For a long time you chose narrow, single-collection models. Now Transkribus also publishes broad multilingual super-models (the "Text Titan" line and similar) trained on millions of words across many hands and centuries.

text
Decision rule:
  if (your script + language + period) is inside a specific model's scope:
      use the specific model        # usually the lower CER
  else:
      use a generic super-model     # robust fallback, slightly higher CER

Specific models win on accuracy when they match; super-models win on coverage when your material is mixed, multilingual, or simply unusual.

How do I test a model before spending credits?

Upload a representative handful of pages — varied ink density, a clean page and a stained one — and run recognition.

bash
# Conceptual: run model 12345 on a 5-page sample collection
transkribus-run --collection 88231 --model 12345 --pages 1-5
# then inspect CER against a quick manual transcription of one page

Transcribe one page by hand, compute CER against the model output, and you have a real, material-specific number in under thirty minutes. That single figure should drive the decision far more than the card's advertised score.

When should I stop searching and start training?

If your best public test result sits below roughly 10% CER, correct and move on — that is faster than building a model. If every candidate lands above 15%, pick the closest as a base model and fine-tune.
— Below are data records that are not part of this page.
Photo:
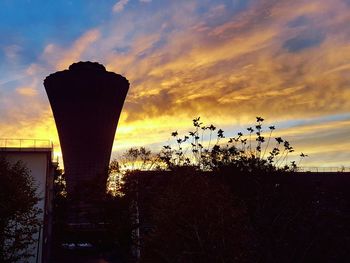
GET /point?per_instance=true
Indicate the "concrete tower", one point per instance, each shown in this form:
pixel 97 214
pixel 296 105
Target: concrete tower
pixel 86 101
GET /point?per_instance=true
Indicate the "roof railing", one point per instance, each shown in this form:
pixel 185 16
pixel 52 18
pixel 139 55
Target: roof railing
pixel 25 143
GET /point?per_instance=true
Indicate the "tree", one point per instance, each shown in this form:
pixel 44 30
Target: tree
pixel 19 214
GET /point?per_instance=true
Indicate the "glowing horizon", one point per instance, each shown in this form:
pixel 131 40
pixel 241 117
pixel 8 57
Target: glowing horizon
pixel 226 61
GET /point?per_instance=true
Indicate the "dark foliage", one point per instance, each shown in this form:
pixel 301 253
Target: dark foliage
pixel 18 212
Training from a related base typically needs only a few hundred lines of ground truth and converges in a fraction of the epochs needed from scratch.

Key Takeaways

  • Switch the Models filter to Public models and facet by language, script, and date — not just language.
  • A model's advertised CER is measured on its own data; only a sample run on your pages is decisive.
  • Use a specific model when it matches your hand; fall back to a generic super-model otherwise.
  • A real-material CER under ~10% means correct-and-go; above ~15% means find a better match or train.
  • The best public model also makes the best base model for later fine-tuning.
  • Browsing models is free; only recognition runs consume credits, so test cheaply and early.
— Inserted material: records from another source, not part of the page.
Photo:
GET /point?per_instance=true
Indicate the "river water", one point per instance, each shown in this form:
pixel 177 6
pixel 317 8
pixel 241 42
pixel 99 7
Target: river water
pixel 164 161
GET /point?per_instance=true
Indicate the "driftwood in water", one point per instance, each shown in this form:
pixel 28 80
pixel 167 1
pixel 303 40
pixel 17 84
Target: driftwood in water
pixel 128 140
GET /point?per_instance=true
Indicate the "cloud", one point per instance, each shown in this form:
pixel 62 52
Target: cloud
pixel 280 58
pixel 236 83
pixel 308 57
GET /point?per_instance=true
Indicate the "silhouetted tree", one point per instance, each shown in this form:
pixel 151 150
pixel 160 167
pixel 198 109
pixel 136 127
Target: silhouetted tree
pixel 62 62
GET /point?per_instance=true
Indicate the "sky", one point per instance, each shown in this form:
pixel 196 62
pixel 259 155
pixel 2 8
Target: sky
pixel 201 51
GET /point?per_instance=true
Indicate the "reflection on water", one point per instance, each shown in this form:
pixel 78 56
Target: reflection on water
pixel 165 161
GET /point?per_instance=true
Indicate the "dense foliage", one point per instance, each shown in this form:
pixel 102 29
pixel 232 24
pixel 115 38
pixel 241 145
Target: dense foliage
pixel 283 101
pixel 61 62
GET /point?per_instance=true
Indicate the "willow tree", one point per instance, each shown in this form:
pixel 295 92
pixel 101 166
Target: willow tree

Frequently Asked Questions

Where do I find public Transkribus models?

Open the Models tab in Transkribus and switch the filter from 'My models' to 'Public models'. The browser lists every published model with its language, century coverage, and validation CER.

What is a good CER to expect from a public model?

A well-matched public model on similar material typically gives 5-10% CER out of the box. Anything under 10% is usually worth correcting rather than retyping; above 15% you should look for a better match or plan training.

Should I use a generic super-model or a specific one?

Use a specific model when your script, language, and date fall squarely inside its training data. Reach for a generic super-model like the Transkribus 'Text Titan' family only when no specific model matches, since broad coverage trades some accuracy for flexibility.

Can I combine a public model with my own training?

Yes. Pick the closest public model as a base model and fine-tune it on a few hundred lines of your own ground truth. This usually beats training from scratch and converges far faster.

Why does a highly-rated public model do badly on my pages?

The reported CER reflects the model's own validation set, not your material. Script style, ink, scan quality, and layout differ; always run a small free test on your own pages before trusting the headline number.

Do public models cost credits to run?

Running any model consumes Transkribus credits per page, whether the model is public or your own. Browsing and selecting models is free; only the recognition run is billed.